Q. What does it mean when I get java.lang.IncompatibleClassChangeError thrown while trying to compile a binding?
A. This is caused by having an older version of the Apache BCEL library somewhere in your classpath ahead of the JiBX libraries. It usually occurs when using the Ant binding task, because Ant often includes an XSLT library named xsltc.jar in the classpath, and this library uses BCEL. It could also occur outside of Ant if you have xsltc.jar in your Java installation's /lib/ext directory. xalan.jar can also cause the same problem, and for the same reason.

Q. What does it mean when I get org.jibx.runtime.JiBXException: Unable to access binding information for class ... thrown while trying to run my application with JiBX?
A. This means your class files (or at least the one for the class you asked the org.jibx.runtime.BindingDirectory to look up) haven't been processed by the JiBX binding compiler. Check your build process and make sure you're doing the binding compiler step. This problem has been known to occur in some IDEs when the IDE uses a different location for compiled class files from what is used by an Ant build script or manual build process.

Q. Why do I get a java.lang.NullPointerException when I try to marshal a document?
A. The most likely cause is that you've got a null value for an object that's not marked as optional in the binding definition. JiBX trusts what you tell it, so if you don't say an object property is optional the generated code won't check for a null. To isolate the cause of this type of problem, look through the stack trace (starting at the top) for the first class name from your code. This will normally be the class that contains the null property. You can then verify the binding definition for that class. If it's not obvious which property is causing the problem, add a pre-get method to that class for debugging purposes which checks if any of the non-optional object properties used by the binding are null (throwing an exception when it finds a null, with any added information you want to see). This will let you find out all the details of the problem so that you can fix either the code or the binding, whichever is wrong.

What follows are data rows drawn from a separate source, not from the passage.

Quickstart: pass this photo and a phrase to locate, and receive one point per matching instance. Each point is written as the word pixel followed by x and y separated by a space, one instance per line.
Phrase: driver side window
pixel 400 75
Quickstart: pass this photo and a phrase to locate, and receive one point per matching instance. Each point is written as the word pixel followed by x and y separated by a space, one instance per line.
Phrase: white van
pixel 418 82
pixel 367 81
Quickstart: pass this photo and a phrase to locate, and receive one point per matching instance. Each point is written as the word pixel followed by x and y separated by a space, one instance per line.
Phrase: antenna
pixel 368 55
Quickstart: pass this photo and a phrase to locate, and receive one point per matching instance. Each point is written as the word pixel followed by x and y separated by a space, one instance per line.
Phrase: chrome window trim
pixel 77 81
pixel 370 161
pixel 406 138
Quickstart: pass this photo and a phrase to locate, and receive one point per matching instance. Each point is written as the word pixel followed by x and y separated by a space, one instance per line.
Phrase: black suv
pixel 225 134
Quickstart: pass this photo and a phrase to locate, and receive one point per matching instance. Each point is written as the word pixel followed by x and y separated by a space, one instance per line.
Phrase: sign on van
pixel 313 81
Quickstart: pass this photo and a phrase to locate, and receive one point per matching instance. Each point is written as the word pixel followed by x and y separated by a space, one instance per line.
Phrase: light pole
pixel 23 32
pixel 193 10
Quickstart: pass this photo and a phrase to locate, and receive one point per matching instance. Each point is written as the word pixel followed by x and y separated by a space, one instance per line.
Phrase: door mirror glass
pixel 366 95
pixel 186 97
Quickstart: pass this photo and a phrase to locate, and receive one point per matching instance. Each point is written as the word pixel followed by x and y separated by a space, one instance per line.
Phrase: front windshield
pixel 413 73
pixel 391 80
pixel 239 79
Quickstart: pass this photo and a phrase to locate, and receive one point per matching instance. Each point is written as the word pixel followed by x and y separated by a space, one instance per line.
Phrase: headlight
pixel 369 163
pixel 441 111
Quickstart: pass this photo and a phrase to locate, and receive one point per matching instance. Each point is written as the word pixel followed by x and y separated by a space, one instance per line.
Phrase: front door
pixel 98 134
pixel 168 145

Q. How can I control the package used for the classes generated by JiBX (including the binding factory class or classes, and the JiBX_MungeAdapter.class)?
A. You can control the package used for the binding factory class for a binding by using the package attribute of the binding element. The JiBX_MungeAdapter.class is only generated if needed. When needed, it's created in the package of the first mapping class which is both modifiable (a class defined in its own file, rather than in a jar file) and not an interface. If you need this to be in a particular package (as may happen when you're binding classes that have package access), include a mapping for one of the classes in this package before any other mappings in the binding definition, and if you're compiling more than one binding make the one with this mapping the first one in the list. If necessary, you can compile bindings in multiple sets to get more than one JiBX_MungeAdapter.class in different packages. This only works if you have bindings with no overlapping packages, though - otherwise running the binding compiler twice with different sets of bindings will cause information from the first set to be lost.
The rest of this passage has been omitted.